Константин Станюкович - Женитьба Пинегина
— Так тебе понравились мои родственники? — спросил он минуту спустя, отодвигаясь от Раисы.
— Понравились… Они, верно, добрые.
— Всякие есть между ними, — неопределенно заметил Пинегин.
— Твоя мать — прелесть, сестры — милые, — восторженно говорила Раиса.
— А братья?
— И братья славные.
— У тебя, кажется, все люди — славные, — смеясь сказал Пинегин.
— А разве твои братья не хорошие? — испуганно спросила молодая девушка.
— Самые обыкновенные экземпляры человеческого рода, да я не про них. Я — вообще. Ты обо всех людях судишь по себе. Золотое у тебя сердце, Раиса! — горячо прибавил Пинегин и подумал: «И совсем ты проста!»
— Какое же тогда оно у тебя? — переспросила Раиса.
— Далеко не такое хорошее, — усмехнулся Пинегин.
— Не клевещи на себя, Саша! — горячо воскликнула девушка. — Разве я не вижу, какой ты мягкий и добрый?.. Разве я не читала твоих произведений? Разве я не понимаю твоей правдивости? А вся твоя прошлая жизнь? Твое страдание за правду?
И про это «страдание за правду», в действительности мало похожее на серьезное страдание, рассказывал девушке Пинегин, представляя злоключения свои в значительно преувеличенном виде, чтобы показаться в глазах Раисы страдальцем. И молодая девушка, совсем мало знавшая людей, конечно всему верила.
Надо сказать правду: Пинегин не испытывал приятных чувств от этих восторженных похвал невесты. В самом деле, не особенно весело слушать дифирамбы человека, которого вы собираетесь зарезать. К тому же теперь, когда эта девушка была совсем в его власти, следовало несколько отрезвить ее и от восторгов к нему и от многих странных идей.
Не для того же женится он, чтобы в самом деле раздать богатство и жить в шалаше с немилой женой.
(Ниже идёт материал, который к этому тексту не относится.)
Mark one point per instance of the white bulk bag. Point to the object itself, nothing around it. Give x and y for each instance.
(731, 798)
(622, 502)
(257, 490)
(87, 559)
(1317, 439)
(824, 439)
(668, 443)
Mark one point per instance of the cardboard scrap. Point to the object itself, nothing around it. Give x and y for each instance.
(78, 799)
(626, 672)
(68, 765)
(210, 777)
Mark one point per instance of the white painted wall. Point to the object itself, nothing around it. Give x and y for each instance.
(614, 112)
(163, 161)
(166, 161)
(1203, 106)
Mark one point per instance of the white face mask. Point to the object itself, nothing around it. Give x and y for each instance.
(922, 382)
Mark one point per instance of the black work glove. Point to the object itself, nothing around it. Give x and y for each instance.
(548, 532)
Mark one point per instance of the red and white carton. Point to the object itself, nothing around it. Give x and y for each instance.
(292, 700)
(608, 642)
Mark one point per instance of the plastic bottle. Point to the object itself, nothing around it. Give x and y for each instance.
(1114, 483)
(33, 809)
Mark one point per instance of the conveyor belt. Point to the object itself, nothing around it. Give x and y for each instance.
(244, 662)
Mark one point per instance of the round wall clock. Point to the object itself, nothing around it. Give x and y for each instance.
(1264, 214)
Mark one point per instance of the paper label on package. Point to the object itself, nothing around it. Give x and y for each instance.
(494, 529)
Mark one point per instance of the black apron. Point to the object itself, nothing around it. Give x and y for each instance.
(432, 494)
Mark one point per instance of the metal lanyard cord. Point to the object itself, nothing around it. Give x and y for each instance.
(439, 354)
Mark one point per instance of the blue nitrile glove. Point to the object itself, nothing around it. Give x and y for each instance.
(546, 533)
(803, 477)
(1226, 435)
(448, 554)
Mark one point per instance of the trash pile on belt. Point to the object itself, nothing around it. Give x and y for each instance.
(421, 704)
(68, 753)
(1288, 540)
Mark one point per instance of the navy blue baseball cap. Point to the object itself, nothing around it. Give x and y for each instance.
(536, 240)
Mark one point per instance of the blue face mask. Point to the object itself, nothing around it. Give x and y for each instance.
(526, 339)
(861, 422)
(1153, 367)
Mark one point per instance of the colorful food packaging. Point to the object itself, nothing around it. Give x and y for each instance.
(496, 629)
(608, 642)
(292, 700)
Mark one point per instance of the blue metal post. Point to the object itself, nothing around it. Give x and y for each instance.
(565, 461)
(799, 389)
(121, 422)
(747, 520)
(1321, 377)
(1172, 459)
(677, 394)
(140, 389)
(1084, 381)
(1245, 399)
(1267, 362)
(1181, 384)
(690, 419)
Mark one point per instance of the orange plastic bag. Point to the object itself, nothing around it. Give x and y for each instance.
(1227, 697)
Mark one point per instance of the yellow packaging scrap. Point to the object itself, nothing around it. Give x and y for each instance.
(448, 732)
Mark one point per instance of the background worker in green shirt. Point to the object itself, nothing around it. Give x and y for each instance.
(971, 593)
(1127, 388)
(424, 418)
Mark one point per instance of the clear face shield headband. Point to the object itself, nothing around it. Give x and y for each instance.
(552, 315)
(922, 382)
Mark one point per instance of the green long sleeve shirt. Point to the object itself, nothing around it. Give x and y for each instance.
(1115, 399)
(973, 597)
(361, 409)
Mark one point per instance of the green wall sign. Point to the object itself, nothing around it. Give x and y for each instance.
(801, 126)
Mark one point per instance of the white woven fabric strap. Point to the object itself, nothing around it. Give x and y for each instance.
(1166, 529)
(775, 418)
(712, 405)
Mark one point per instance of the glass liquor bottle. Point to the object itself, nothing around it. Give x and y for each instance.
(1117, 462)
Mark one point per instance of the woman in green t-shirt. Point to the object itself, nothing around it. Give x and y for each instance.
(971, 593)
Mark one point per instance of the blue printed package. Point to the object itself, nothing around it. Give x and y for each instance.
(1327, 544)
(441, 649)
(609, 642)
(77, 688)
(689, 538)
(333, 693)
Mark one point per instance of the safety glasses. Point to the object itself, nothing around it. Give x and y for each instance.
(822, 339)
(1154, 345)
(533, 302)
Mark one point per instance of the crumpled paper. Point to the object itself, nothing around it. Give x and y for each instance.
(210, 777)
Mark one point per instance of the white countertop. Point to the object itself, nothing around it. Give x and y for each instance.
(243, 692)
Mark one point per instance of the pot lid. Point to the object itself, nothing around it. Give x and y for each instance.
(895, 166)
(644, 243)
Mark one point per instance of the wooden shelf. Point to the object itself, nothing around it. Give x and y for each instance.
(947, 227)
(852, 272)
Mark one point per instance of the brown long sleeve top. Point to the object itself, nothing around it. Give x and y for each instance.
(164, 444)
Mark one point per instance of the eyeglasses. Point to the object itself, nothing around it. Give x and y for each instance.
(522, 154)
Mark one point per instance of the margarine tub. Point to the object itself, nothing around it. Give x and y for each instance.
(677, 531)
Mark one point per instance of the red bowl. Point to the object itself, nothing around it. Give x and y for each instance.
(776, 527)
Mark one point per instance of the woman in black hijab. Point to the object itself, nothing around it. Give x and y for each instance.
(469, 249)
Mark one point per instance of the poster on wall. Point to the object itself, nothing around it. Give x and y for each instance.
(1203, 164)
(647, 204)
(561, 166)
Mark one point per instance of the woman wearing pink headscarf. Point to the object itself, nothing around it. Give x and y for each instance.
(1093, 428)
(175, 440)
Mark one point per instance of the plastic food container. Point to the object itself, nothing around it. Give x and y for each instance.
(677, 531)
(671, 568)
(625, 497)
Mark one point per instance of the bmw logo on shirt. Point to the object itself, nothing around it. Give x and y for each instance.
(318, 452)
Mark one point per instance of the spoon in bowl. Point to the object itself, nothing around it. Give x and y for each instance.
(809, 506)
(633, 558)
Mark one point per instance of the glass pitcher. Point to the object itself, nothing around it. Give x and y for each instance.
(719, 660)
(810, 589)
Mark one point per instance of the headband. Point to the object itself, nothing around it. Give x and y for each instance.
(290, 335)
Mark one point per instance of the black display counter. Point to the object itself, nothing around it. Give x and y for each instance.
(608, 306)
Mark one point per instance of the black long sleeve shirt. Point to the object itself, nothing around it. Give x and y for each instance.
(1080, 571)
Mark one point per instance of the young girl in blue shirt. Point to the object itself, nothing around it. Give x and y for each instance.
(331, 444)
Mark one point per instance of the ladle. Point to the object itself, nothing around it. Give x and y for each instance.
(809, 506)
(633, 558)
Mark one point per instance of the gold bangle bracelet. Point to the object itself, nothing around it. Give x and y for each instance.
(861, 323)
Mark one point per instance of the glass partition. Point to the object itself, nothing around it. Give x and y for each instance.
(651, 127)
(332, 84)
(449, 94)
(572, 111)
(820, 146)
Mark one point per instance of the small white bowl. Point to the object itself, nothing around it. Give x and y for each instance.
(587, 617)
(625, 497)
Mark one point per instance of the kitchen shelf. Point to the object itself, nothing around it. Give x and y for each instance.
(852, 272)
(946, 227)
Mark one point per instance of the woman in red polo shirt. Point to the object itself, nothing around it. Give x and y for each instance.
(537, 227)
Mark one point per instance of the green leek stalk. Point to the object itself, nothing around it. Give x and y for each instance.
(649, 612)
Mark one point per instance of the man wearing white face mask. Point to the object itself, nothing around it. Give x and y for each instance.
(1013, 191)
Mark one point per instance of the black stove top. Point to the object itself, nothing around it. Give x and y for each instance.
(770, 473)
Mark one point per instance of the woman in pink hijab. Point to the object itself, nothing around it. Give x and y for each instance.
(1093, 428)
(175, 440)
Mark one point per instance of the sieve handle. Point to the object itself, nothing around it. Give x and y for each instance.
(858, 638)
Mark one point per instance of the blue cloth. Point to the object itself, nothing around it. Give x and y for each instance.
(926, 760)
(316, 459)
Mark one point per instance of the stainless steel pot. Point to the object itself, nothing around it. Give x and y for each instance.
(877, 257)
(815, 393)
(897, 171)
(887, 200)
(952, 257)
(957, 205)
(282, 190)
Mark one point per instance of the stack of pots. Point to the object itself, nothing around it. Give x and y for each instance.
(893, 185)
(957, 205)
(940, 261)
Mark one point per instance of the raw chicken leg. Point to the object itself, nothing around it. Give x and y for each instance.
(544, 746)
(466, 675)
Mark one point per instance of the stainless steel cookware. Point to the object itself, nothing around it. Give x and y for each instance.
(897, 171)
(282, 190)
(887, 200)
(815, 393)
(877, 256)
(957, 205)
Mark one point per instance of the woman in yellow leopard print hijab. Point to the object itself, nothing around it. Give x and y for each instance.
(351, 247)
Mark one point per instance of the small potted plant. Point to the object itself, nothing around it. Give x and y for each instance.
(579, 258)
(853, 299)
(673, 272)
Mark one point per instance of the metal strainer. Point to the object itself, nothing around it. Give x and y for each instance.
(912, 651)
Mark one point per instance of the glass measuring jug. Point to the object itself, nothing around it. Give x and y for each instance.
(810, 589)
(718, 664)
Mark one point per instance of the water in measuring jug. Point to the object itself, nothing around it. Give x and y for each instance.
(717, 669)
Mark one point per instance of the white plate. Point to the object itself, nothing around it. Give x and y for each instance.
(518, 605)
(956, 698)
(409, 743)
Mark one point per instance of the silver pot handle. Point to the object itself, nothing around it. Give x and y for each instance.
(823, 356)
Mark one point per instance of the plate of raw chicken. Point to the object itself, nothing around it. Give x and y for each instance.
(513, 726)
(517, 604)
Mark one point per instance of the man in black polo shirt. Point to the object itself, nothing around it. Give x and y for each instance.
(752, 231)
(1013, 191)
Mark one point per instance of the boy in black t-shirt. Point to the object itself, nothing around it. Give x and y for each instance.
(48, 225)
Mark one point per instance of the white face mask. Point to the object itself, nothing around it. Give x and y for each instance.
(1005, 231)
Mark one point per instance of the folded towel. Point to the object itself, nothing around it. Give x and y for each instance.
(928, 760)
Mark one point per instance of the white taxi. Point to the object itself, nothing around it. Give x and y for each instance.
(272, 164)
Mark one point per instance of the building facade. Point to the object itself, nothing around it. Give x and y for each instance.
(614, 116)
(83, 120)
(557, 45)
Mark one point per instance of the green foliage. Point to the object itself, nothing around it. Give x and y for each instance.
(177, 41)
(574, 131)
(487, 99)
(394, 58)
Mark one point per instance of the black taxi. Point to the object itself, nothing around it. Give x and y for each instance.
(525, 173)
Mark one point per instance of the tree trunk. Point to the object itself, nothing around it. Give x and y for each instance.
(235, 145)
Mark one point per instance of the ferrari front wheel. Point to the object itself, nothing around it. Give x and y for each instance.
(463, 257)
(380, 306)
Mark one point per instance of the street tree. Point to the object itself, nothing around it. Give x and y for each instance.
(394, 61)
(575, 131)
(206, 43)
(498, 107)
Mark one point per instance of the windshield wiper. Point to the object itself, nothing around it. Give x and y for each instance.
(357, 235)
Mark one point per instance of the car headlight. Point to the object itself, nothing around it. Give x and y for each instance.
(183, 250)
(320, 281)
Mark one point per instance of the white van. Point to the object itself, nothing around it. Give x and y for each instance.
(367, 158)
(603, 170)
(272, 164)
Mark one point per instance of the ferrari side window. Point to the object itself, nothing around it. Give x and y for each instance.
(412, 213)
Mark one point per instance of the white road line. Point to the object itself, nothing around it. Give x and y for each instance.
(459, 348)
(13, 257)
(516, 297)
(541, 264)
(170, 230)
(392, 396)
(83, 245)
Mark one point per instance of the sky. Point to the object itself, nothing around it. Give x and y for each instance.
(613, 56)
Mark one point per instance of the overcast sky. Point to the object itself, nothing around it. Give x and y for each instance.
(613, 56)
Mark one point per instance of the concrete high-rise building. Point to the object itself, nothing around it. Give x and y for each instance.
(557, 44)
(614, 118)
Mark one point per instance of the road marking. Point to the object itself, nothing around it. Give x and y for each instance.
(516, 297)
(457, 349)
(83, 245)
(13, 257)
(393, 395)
А она как будто на что-то подобное надеялась.
— Ты, Раиса, заблуждаешься насчет меня, — начал серьезно Пинегин.
Вместо ответа молодая девушка весело усмехнулась.
— Право, заблуждаешься, и это меня тревожит.
— Тревожит? — с испугом спросила она.
— Да, ты по своей доброте считаешь меня гораздо лучшим, чем я есть.
— Положим даже, что это так. В чем же тут тревога?
— За твое разочарование. Ты убедишься, что я не такое совершенство, каким создали твое воображение и твоя любовь, и…
— Что? — перебила Раиса.
— И разлюбишь меня.
— Я? Тебя разлюбить! Никогда! — воскликнула горячо Раиса. — И ты не совсем знаешь меня: я из тех натур, которые любят раз в жизни, но уж зато навсегда! — прибавила она с какой-то торжественной серьезностью… — Но к чему ты все это говоришь! Разве я не знаю, какой ты хороший? Разве ты способен когда-нибудь обмануть?
Пришлось замолчать. Для нее, влюбленной, этот красивый, кудрявый Пинегин был лучшим человеком в подлунной…
Разговор перешел на другие предметы. Они говорили о будущей жизни, о планах, о том, как они поедут после свадьбы за границу и устроятся потом в Петербурге. Рассказывая о будущих планах, Пинегин, между прочим, заметил, что «богатство обязывает…»
— И стесняет, не правда ли?
— Если не уметь им пользоваться… Раздать все не трудно, но что в том толку? Всякие миллионы — капля в море и серьезно всем не помогут. Надо, следовательно, помочь хоть немногим, но зато существенно…
Пинегин развивал в этом направлении свои взгляды и говорил на этот раз не только красноречиво, но и искренно, и когда кончил, то спросил:
— Разве ты со мной не согласна, Раиса?
Напрасный вопрос! Она на все была согласна и ответила:
— Ты лучше меня знаешь, как надо поступить. К чему ты спрашиваешь?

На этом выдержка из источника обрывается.